Everyone loves a good technology horror story, right? The gorier the better in my experience. Well, over the last weekend we had an, um, “incident“. To my mind, it’s got all the ingredients of an excellent example of the genre: a small mistake, complicated conditions, and a big financial hit (mercifully averted). Sound like your kind of thing? Read on. I hope I do it justice…
I started my Monday morning with the usual routine: having a quick nosey through the analytics and logs. Naturally, I tend to start with production, but (thankfully!) it was when I got to the stats for our development environment that I was filled with dread.
Our functions app was out of control and had scaled to 50x the usual number of servers. Huge amounts of data were flying about and the memory footprint was miles higher than normal.
Looking closely, the usage had gradually started to rise throughout Saturday and had then stayed high. The dip and subsequent fall visible on the 3rd of September are our efforts to staunch the bleeding. When we realised what had happened it was a stupidly easy fix (see below), but it did take me a while to figure out what was going on.

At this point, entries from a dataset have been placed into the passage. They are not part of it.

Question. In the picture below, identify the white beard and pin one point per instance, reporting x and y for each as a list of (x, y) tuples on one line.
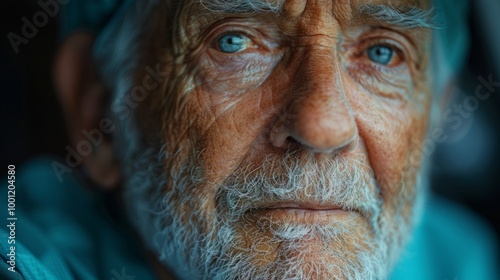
[(196, 243)]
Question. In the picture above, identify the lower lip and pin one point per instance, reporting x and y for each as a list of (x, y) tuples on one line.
[(303, 215)]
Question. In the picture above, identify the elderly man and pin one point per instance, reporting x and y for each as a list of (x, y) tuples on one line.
[(252, 139)]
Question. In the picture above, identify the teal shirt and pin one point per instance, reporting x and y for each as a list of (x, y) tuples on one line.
[(63, 231)]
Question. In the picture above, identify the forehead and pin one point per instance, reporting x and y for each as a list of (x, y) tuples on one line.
[(197, 14), (295, 7)]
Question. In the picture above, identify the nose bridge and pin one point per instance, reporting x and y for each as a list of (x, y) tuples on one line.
[(319, 115)]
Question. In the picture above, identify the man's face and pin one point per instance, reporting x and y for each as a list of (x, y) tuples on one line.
[(291, 140)]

When the dust settled, we were left with a whopping great big bill. Honestly, it made my eyes water and (despite how nice my boss is) I even worried momentarily about job security. I won’t say how much money it was, but let me just say I hope to never see a bill that large ever again.
Why did it happen?
So that we didn’t have to wait for the timer to fire “naturally” when we were testing, we were using
RunOnStartup = true in the definition of our timer-triggered Azure functions. We were doing this in the (mistaken) belief that “startup” here referred to that of the functions app (it doesn’t), which suggested the trade-off was pretty benign. So what if these functions run an additional time when we turn on the App Service? It’s not like they do anything destructive, after all.
In actual fact,
RunOnStartup refers to the startup of each host and the consequence of this was pretty nasty: every time Azure scaled out our App Service, it triggered functions that we had intended to ordinarily only run on a schedule – and infrequently at that!

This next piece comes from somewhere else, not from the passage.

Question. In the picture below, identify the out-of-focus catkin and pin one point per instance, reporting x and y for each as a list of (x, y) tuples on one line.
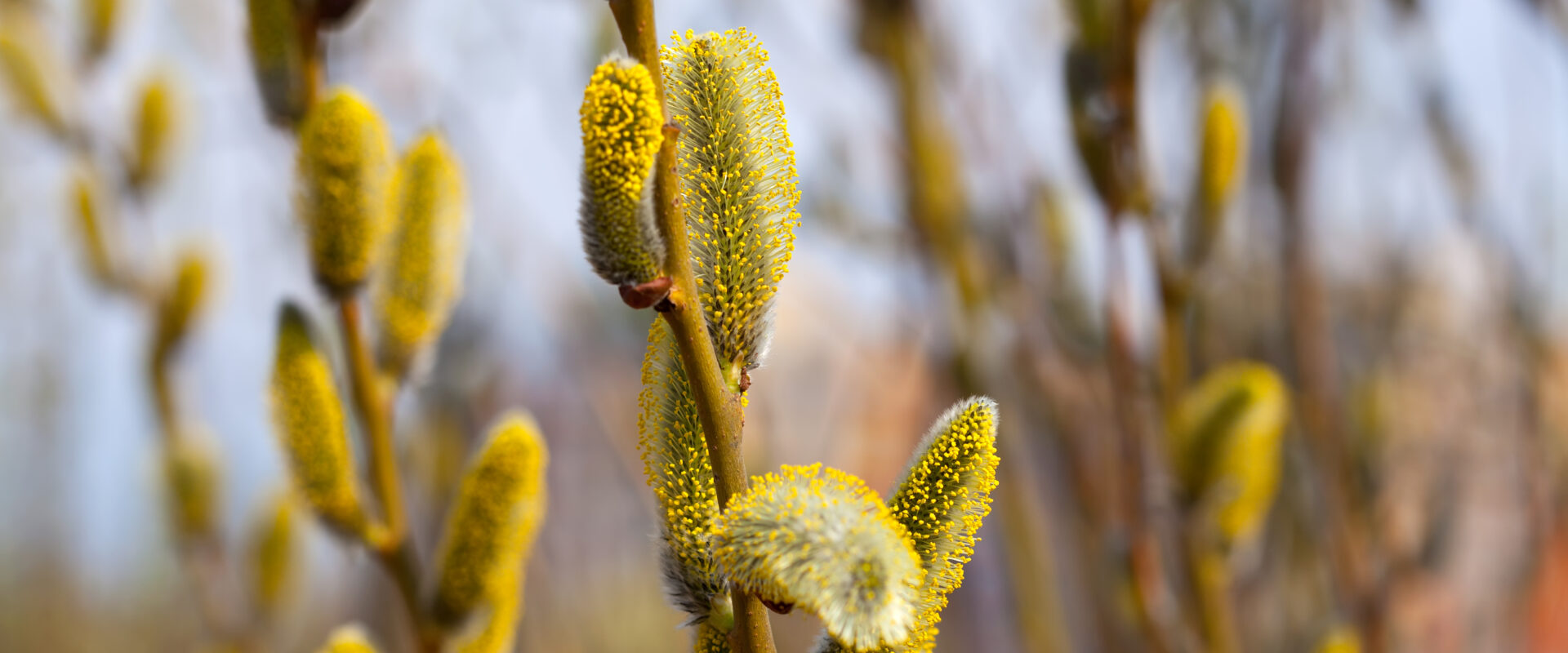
[(675, 458), (279, 60), (424, 274), (156, 132), (347, 639), (821, 540), (344, 201), (739, 184), (310, 417), (1227, 441), (621, 122), (494, 518)]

This in itself wouldn’t even be so bad. If some functions – that we’ve already accepted don’t do anything dangerous – get called more often than they should, what’s the big deal? And it really would have been fine, if not for the fact that two of our the affected functions are basically task generators. These functions whole purpose is to enqueue a large number of messages whenever they run. Now you start to see the problem…
OK, lets put it all together. As load increased, Azure was being helpful and provisioning new hosts for our functions to run on. As soon as these new hosts came online they executed our timer-triggered functions, which dumped a whole heap of messages on the queue. Since these messages trigger other functions, the net result was that every new host caused an increase in load before it started to reduce it.
Or, if you’d prefer:
- Load increases by a moderate amount.
- Azure scales out and provisions new hosts.
- New hosts run functions intended for infrequent execution.
- These functions add messages to queues.
- Seeing a further increase in load, Azure again responds by provisioning more hosts.
- Go to step 3.
Etc. etc. ad nauseam… Basically a great big chain reaction.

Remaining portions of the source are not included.